The final conclusion is that I'll use HMMER 3 with thresholds, it's because the calculation time is 200 times faster that HMMER 2 (Figure 1) and both retrive more or less the same number of domains for the main transcription factor families (Figure 2).

It's remarkable that HMMER 3 without thresholds is very much sensitive, detecting near the double number of domains than the rest of the techniques (Figure 1), but most of them are undesired domains that interfere with the identification of the important ones.

HMMER 2 results with and without thresholds are comparable (Figure 1), both of them detect most of the transcription factor domains (Figure 2), even a bit more than HMMER 3 with thresholds, without including spurious domains even without thresholds (Figure 1).

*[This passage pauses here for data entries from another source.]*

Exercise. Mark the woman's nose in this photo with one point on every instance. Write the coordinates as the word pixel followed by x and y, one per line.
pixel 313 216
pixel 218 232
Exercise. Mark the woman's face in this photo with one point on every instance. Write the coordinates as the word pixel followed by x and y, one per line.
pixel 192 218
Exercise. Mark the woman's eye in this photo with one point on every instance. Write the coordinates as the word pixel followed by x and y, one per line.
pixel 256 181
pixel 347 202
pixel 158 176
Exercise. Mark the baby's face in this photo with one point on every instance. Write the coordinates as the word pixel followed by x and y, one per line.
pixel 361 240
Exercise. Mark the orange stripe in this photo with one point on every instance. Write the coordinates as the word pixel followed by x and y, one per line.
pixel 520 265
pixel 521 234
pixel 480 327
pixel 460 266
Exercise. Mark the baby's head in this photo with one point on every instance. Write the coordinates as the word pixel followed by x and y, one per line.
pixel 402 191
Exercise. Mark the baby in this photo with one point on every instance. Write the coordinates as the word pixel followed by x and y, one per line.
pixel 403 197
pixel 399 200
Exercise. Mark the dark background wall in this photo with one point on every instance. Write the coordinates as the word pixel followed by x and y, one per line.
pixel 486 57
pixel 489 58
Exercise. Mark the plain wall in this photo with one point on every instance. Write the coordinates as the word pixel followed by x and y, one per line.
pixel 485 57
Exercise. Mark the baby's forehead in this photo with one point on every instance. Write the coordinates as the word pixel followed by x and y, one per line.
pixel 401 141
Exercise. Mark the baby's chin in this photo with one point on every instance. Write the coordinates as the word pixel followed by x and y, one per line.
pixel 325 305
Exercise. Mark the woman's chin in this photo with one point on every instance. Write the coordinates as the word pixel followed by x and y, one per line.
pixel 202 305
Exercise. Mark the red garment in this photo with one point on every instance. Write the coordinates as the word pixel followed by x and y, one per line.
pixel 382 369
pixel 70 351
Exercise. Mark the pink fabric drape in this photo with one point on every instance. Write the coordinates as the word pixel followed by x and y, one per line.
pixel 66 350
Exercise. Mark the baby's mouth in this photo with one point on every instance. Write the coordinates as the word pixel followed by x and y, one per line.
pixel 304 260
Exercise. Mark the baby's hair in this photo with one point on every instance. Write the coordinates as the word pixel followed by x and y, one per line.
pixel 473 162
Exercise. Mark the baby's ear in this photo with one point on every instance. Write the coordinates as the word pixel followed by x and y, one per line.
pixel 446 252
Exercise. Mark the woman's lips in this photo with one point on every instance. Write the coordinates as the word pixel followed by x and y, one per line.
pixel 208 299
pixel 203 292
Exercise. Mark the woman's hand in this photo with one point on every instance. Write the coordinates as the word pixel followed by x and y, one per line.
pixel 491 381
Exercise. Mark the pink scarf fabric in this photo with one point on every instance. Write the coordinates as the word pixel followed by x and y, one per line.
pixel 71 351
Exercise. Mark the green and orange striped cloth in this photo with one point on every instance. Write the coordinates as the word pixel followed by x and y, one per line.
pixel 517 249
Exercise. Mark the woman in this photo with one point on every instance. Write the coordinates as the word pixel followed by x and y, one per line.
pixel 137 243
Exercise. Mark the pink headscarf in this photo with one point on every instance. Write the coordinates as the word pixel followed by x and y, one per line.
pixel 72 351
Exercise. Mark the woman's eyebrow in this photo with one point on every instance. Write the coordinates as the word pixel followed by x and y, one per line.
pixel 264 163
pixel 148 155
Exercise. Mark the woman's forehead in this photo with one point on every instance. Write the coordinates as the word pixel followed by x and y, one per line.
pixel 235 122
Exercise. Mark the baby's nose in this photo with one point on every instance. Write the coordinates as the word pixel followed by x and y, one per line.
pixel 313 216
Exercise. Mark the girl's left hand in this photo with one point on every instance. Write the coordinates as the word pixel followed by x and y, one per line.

PfamScan detects less domains than the rest of the techniques (Figure 1), although it uses HMMER 3 internally, this is because it doesn't annotate overlapping domains, but also because it has very strict thresholds that in many cases fail to detect real transcription factor domains (Figure 2). We have noticed this problem in a particula recent study of the transcription factor YY1 (1UBD chain C), if we search in Pfam webserver its sequence (chain C) we obtain only 3 of the 4 real Zinc Finger domains, we must find the 4th Zinc Finger domain among the 'insignificant Pfam-A Matches'.

I hope these results help to decide to people like me dubbing among moving to HMMER 3, use PfamScan or continue using HMMER 2.

Figure 1. Statistics of several parameters with the 5 calculation methods.

Figure 2. Numer of retrieved domains for different transcription factor families with the different methods.